• Gaunt

    Pronunciation

    • enPR: gônt, IPA: /ɡɔːnt/
    • some accents enPR: gänt, IPA: /ɡɑːnt/
    • Rhymes: -ɔːnt, -ɑːnt

    Alternative forms

    Origin

    From Middle English gawnt, gawnte ("lean, slender"), from Old French, probably from a Scandinavian source, related to Old Norse gandr ("magic staff, stick"), from Proto-Germanic *gandaz ("stick, staff"), from Proto-Indo-European *gʷʰen- ("to beat, hit, drive"). Cognate with Icelandic gandur ("magic staff"), Norwegian gand ("tall pointed stick; tall, thin man"), Danish gand, gan, Norwegian gana ("cut-off tree limbs"), Bavarian Gunten ("a kind of wedge or peg"). Related also to Old English gūþ ("battle"), Latin dēfendō ("ward off, defend"). Compare also Swedish dialectal gank ("a lean, emaciated horse").

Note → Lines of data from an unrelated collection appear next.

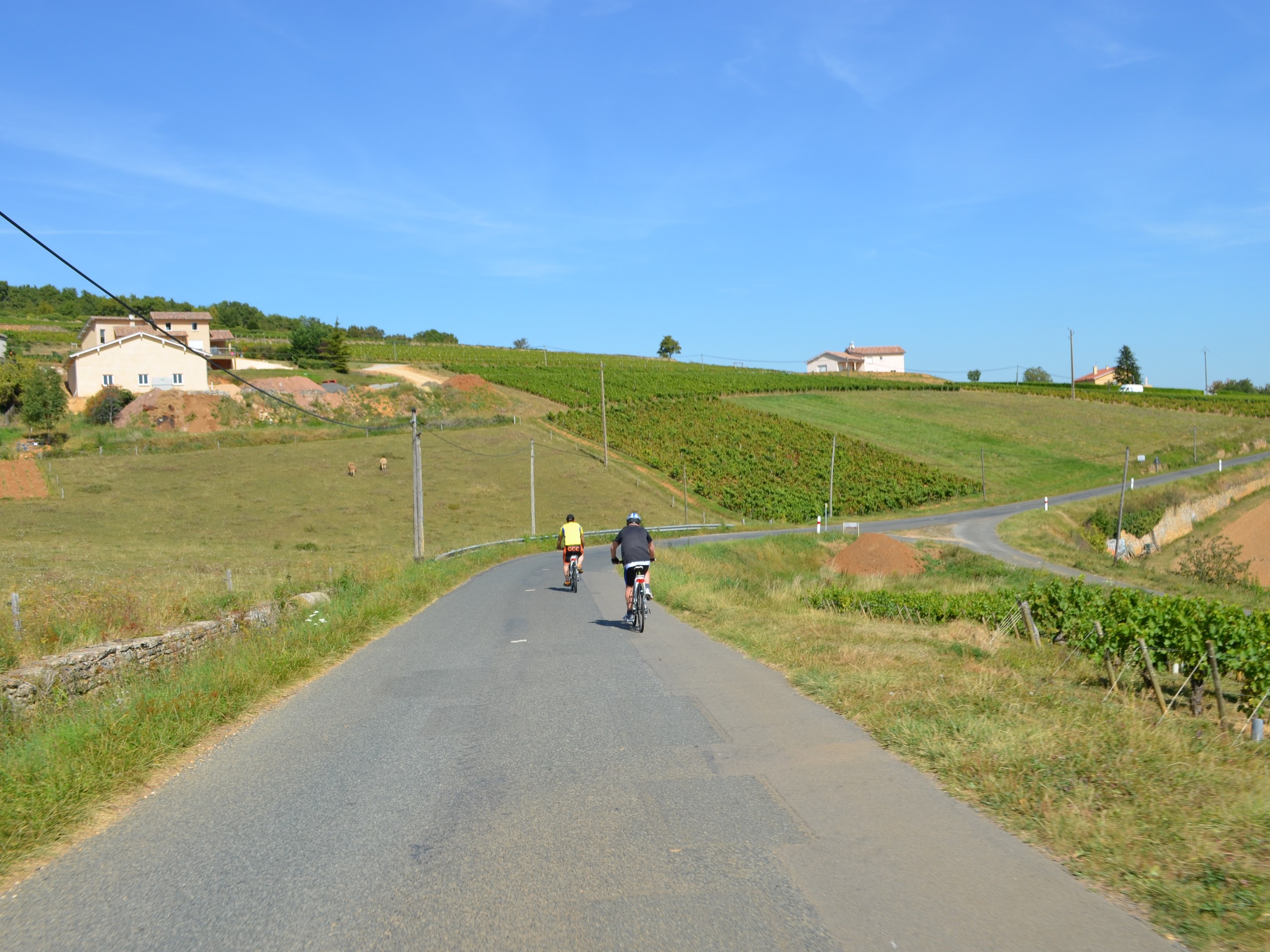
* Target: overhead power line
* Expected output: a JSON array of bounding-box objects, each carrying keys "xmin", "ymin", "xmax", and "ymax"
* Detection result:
[{"xmin": 0, "ymin": 212, "xmax": 410, "ymax": 433}]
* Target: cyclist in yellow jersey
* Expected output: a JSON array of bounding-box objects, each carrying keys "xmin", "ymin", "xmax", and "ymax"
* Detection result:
[{"xmin": 556, "ymin": 513, "xmax": 585, "ymax": 585}]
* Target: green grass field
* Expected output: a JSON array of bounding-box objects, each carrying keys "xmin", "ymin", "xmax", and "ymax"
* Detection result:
[
  {"xmin": 734, "ymin": 390, "xmax": 1270, "ymax": 503},
  {"xmin": 0, "ymin": 424, "xmax": 719, "ymax": 657}
]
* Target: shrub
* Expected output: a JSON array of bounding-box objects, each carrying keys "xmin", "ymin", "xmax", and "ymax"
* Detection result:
[
  {"xmin": 84, "ymin": 385, "xmax": 136, "ymax": 426},
  {"xmin": 22, "ymin": 367, "xmax": 68, "ymax": 429},
  {"xmin": 1177, "ymin": 536, "xmax": 1252, "ymax": 588}
]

    Full definition of gaunt

    Adjective

    gaunt

    1. lean, angular, and bony
      • 1894, Joseph Jacobs, The Fables of Aesop Chapter 1, A gaunt Wolf was almost dead with hunger when he happened to meet a House-dog who was passing by.
    2. haggard, drawn, and emaciated
      • 1917, Arthur Conan Doyle, His Last Bow Chapter 5, In the dim light of a foggy November day the sick room was a gloomy spot, but it was that gaunt, wasted face staring at me from the bed which sent a chill to my heart.
    3. bleak, barren, and desolate
      • 1908, William Hope Hodgson, The House on the Borderland Chapter 14, Behind me, rose up, to an extraordinary height, gaunt, black cliffs.